Fortune - Insulin’s deadly cost
View this email in your browser. Insulin’s deadly cost: Ultrahigh prices in the U.S. mean many diabetics can’t afford the medication they need to survive
It may seem shocking that in the world’s richest country, high cost can block sick patients from getting a drug that they need to survive. The situation is unique: Insulin in the U.S. costs on average some 800% more than in other developed economies. And yes, people die for lack of it, sometimes within days or even hours of missing their dose. No one knows how many; data suggests that in the U.S. it’s at least a few every day. Far more may suffer other ravages of diabetes—blindness, heart attacks, loss of limbs.
The plight of many U.S. diabetics, egregious in itself, is also a particularly stark example of a much larger phenomenon that touches virtually everyone in America: the extraordinarily high prices of prescription drugs, which in the U.S. typically cost multiples of prices elsewhere.

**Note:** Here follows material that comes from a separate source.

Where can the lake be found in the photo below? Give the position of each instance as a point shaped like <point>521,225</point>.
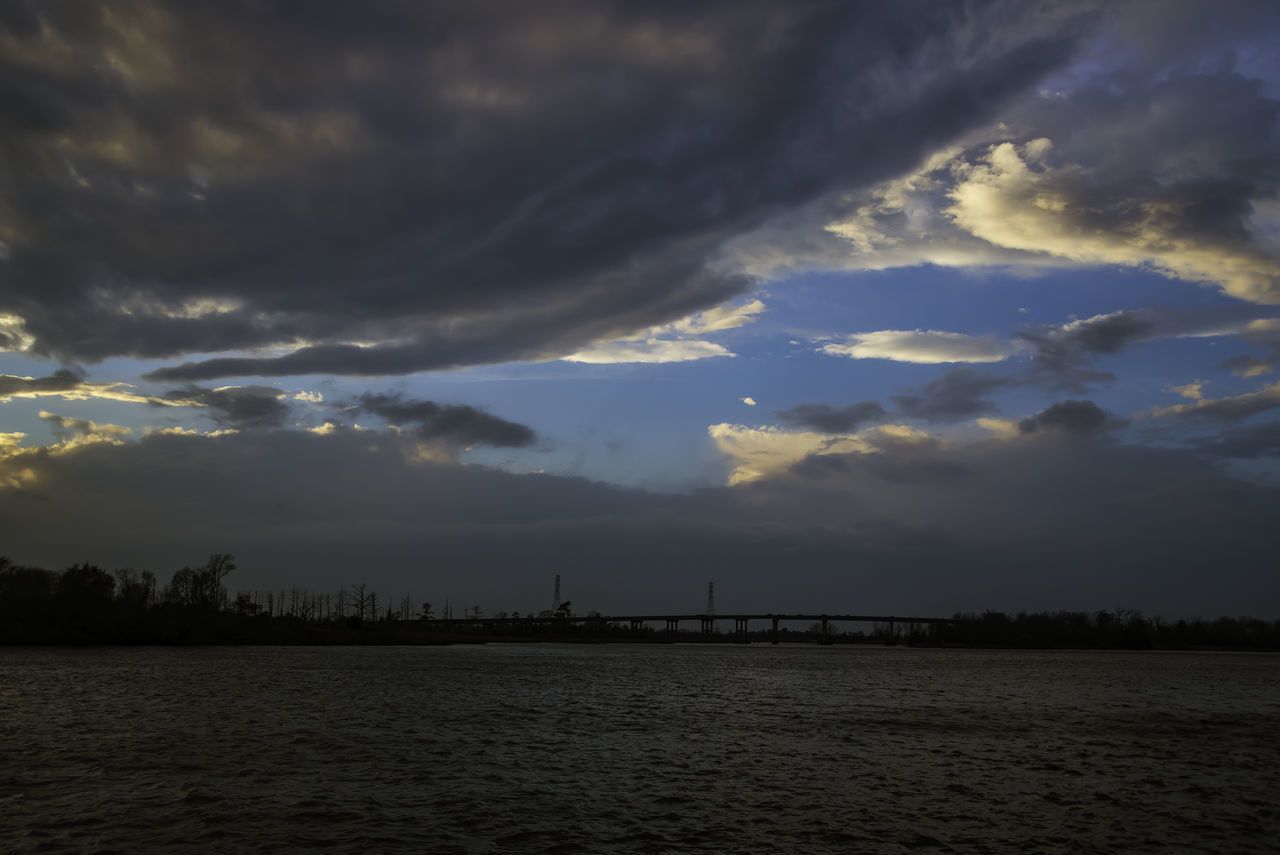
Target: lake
<point>636,749</point>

Those prices are the end product of a health care ecosystem that has evolved over decades, filled with perverse incentives and populated with industry players—drugmakers, insurers, pharmacy benefit managers—that respond to the incentives they face. An increasingly urgent bipartisan effort in Washington aims to put new pressure on a system that has been driving prices higher for decades. But it’s a deeply complex challenge, and whether meaningful change will result is far from certain.

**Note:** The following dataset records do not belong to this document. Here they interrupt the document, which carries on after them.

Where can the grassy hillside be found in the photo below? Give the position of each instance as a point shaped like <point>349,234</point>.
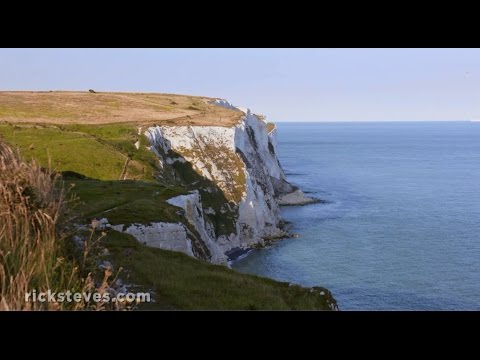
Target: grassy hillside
<point>65,107</point>
<point>91,138</point>
<point>179,282</point>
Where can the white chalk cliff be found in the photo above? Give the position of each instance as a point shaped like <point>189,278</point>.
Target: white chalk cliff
<point>237,186</point>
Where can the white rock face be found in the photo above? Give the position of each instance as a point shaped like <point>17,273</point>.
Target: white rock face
<point>241,161</point>
<point>168,236</point>
<point>193,208</point>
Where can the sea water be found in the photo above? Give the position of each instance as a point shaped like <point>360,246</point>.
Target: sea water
<point>401,229</point>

There’s no better way to understand this seemingly mysterious system, the machine that powers the world’s largest prescription drug market, than to examine the business of insulin. “When we’re first diagnosed, we get the scare tactics pretty early on,” says Gail deVore, who was diagnosed with Type 1 diabetes almost 50 years ago and is a vocal advocate for diabetics. “We’re told if you don’t take care of yourself you’re going to lose your eyesight or lose a kidney.” But she says that’s not what scares diabetics most. “In reality, the biggest fear that we have is not being able to afford insulin, which is the only thing that keeps us alive.”